Markets rebounded today from Monday’s precipitous sell-off, but the stock prices of some of the best-known American companies have taken a beating since President Donald Trump decided by tweet May 5 to escalate the trade war with China. He vowed to hike U.S. tariffs as trade talks disintegrated, and made good on that threat last Friday. U.S. stocks got a lift on Tuesday as Mr. Trump returned to hinting at a possible deal with Beijing.
Trump also said he would meet Chinese President Xi Jinping during the Group of 20 meeting of major economies on June 28 and 29 in Osaka, Japan. At the same time, the White House released a list of even more potential tariffs that, if enacted, mean almost every good imported from China would subject to a new duty. Tariffs are paid by the U.S. companies that import goods and often get passed on to consumers in the form of higher prices.
Here are some of the widely held stocks that have taken big hits since Mr. Trump’s May 5 tweet, with results including Tuesday’s trading.
Apple stock is down roughly 8%
Most of Apple’s products rely in some part for production in China, including iPhones. Apple also got roughly 20% of its sales from China in 2018, according to regulatory filings. Moving all of Apple’s assembly to the U.S. would require a 20% price increase, Bank of America analysts estimated.
If iPhones sold in the U.S. are subject to a 25% tariff, it could hit Apple’s per-share profit by 9%, Bank of America analysts estimated in a note this week.

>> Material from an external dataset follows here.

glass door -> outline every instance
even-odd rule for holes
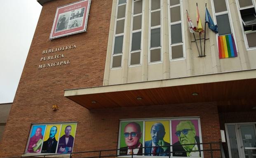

Deere stock is down almost 9%
Its tractors, combines and other agriculural equipment are suffering as the trade war and other factors hit U.S. farmers hard. China was the fourth-largest export market for U.S. farm goods last year, and even with existing retaliatory tariffs, it purchased $9.3 billion in U.S. agricultural products in 2019. But that’s down from $14 billion in 2017 and is forecast to tumble next year.
Intel stock is down about 10%
Intel and other chipmakers “represent clear worries” that the supply chain feeding technology makers will pass down high tariff costs to finished-goods makers — and ultimately consumers. That may slow demand for Intel’s chips — which are in virtually every kind of computer — analysts from Wedbush said in a note yesterday.
Boeing stock is down more than 7%
Boeing delivered its 2,000th plane to a Chinese airline in 2018 and predicts the country’s demand for them will double in the next two decades. But the future now seems more uncertain. In addition, the aerospace giant is coping with the grounding of its 737 Max aircraft, which has also cut into its previously high-flying stock price.
Tesla stock is down almost 8%
Tesla’s Elon Musk has plans to build a giant factory in China as Asia’s electric-car market grows, a market China itself is striving to dominate. Tesla was the hardest hit automaker yesterday when China announced its retaliatory moves and global markets sank.
Caterpillar is down about 5%
Caterpillar’s sales in the Asia-Pacific region climbed last year mostly because of rising demand in China as construction boomed amid a push for more infrastructure, according to its regulatory filings. But in April, the company warned of losing market share in the country.
GM stock is down 1%
GM in April cited slowing China sales as one reason for its quarterly profit drop as the country’s auto sales in general have slumped for nearly a year, according to Bloomberg. GM is one of the biggest non-Chinese automakers operating in China and has cut production there.
“You can’t control tweets; you can’t control trade tensions,” GM Chief Financial Officer Dhivya Suryadevara told analysts Monday during an investor presentation, according to Bloomberg. “We are controlling everything we can control.”